Difference between steel and aluminium
Steel vs aluminium:
Steel and aluminium are materials that we see almost every day, almost everywhere. Unless one is well versed in the language of metals and their usage, he probably won’t think much about the difference between steel and aluminium. Simply looking at them might not tell much because they can also be quite similar in appearance depending on how they were polished. As a matter of fact, the first thing that pops into a person’s head when faced with this question is ‘Is there any difference at all?’ Yet, there do exist certain very distinctive differences between these two metals. Thereby, this paper aims at providing those who are blind to these differences, with a more comprehensive knowledge along with a short account of their differences.
What is steel?
Steel is the most common metal alloy in the world. In its simplest form, it consists of iron and varying amounts of carbon. Iron is the major component of steel, with carbon being a distant second, at between 0.2 per cent and 2.1 per cent by weight, depending on the grade. Other alloying elements sometimes used are manganese, chromium, vanadium and tungsten. Carbon is the most cost-effective way to alloy iron, but other metals can be used to augment the carbon and to give the metal certain properties. The metal known as cast iron is actually steel that has a very high carbon content, which gives it a lower melting point and greater castability. Steel is well-known for its strength, which is given to it precisely by the alloying elements. Though steel had been produced by various inefficient methods long before the Renaissance, its use became more common after more efficient production methods were devised in the 17th century. With the invention of the Bessemer process in the mid-19th century, steel became an inexpensive mass-produced material.
What is aluminium?
Aluminium is a non-ferrous metal that is abundantly present in nature but because it is highly reactive, it usually exists combined with over 270 different minerals, mainly bauxite compound. Aluminium or aluminium is a silvery white member of the boron group of chemical elements. Its appearance can range from something silvery to those that carry a duller gray tinge to it. This depends upon the roughness of its surface. It has the symbol Al, and its atomic number is 13. It is not soluble in water under normal circumstances. It is classified in the poor metals, sharing the property of extreme malleability with metals like tin and lead. Aluminum is a low density metal that is often used because of its innate ability to resist all sorts of corrosion. It is often used in the construction of buildings, transport vehicles as well as in the aerospace industry where many structural components have aluminium and its alloys as bases. Aluminium is the third most abundant element (after oxygen and silicon), and the most abundant metal, in the Earth’s crust. It makes up about 8 per cent by weight of the Earth’s solid surface.

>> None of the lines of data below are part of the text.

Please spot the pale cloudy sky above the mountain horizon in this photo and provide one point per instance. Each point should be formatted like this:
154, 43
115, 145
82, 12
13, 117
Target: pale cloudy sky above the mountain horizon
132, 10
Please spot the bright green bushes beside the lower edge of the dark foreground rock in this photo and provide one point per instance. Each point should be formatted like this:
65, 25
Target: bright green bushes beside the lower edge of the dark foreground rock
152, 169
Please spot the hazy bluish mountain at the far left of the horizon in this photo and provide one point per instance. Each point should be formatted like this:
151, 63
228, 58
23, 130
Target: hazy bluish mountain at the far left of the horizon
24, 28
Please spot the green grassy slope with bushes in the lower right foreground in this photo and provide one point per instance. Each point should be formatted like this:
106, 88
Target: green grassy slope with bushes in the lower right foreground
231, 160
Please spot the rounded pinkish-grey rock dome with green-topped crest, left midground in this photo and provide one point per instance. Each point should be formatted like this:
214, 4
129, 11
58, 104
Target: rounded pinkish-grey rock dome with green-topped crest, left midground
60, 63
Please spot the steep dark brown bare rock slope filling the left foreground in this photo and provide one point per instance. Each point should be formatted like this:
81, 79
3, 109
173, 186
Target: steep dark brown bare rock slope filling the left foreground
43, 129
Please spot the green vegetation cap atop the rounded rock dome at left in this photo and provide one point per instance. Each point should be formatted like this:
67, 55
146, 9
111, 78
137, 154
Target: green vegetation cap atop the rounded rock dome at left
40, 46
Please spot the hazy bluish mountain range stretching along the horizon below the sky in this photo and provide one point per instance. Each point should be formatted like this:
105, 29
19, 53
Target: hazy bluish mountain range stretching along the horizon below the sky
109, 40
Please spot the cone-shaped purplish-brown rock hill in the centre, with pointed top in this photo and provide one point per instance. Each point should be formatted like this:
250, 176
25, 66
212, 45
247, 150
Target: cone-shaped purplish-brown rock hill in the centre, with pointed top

What is the difference between aluminium and steel?
Steel and aluminium are widely used materials with a wide range of applications. Steel is an alloy, however, while aluminium is an element. Even then, aluminium is very reactive and whatever applications of aluminium we see now, it is usually mixed with other elements or compounds to prevent chemical reactions. Steel is very malleable compared to aluminium, but the latter is lightweight. In car manufacturing, aluminium is considered better because it gives a better weight/strength ratio. Even though steel and aluminium are quite famous for their industrial applications now, in the past steel was mostly used for weaponry while aluminium was used for dyeing and for the dressing of wounds. Basically, aluminium in all its various forms is not magnetic. Steel, on the other hand, is magnetic. However, there are types of it that are not. The difference lies in that particular type of steel’s microstructure.
Being a highly energy-intensive process, producing virgin aluminium generates more carbon dioxide emissions than producing virgin steel. Since their manufacturing processes are assumed to be similar, the amounts of carbon dioxide generated during the manufacturing stage differ slightly, being the direct result of using electricity to operate the machinery. In considering the total life-cycle of an automobile covering four stages (pre-manufacturing, manufacturing, use, and post-use), it is apparent that during the operational (use) stage of a vehicle, aluminium is proven to be a reliable alternative for traditional materials currently used in automotive body structures largely due to its cost effectiveness and superior performance due to light weight. With the gas price variation, the initial cost advantage of using steel in body components gained in pre-manufacturing and manufacturing stages can be overcome during the operational (use) stage of the vehicle, since the lighter alternative provides significant savings in terms of fuel consumption and consequently generation of airborne gas emissions. Also, the superior recyclability and reusability of aluminium in the post-use stage outweighs the traditional materials such as steel despite the higher cost involved in producing primary aluminium.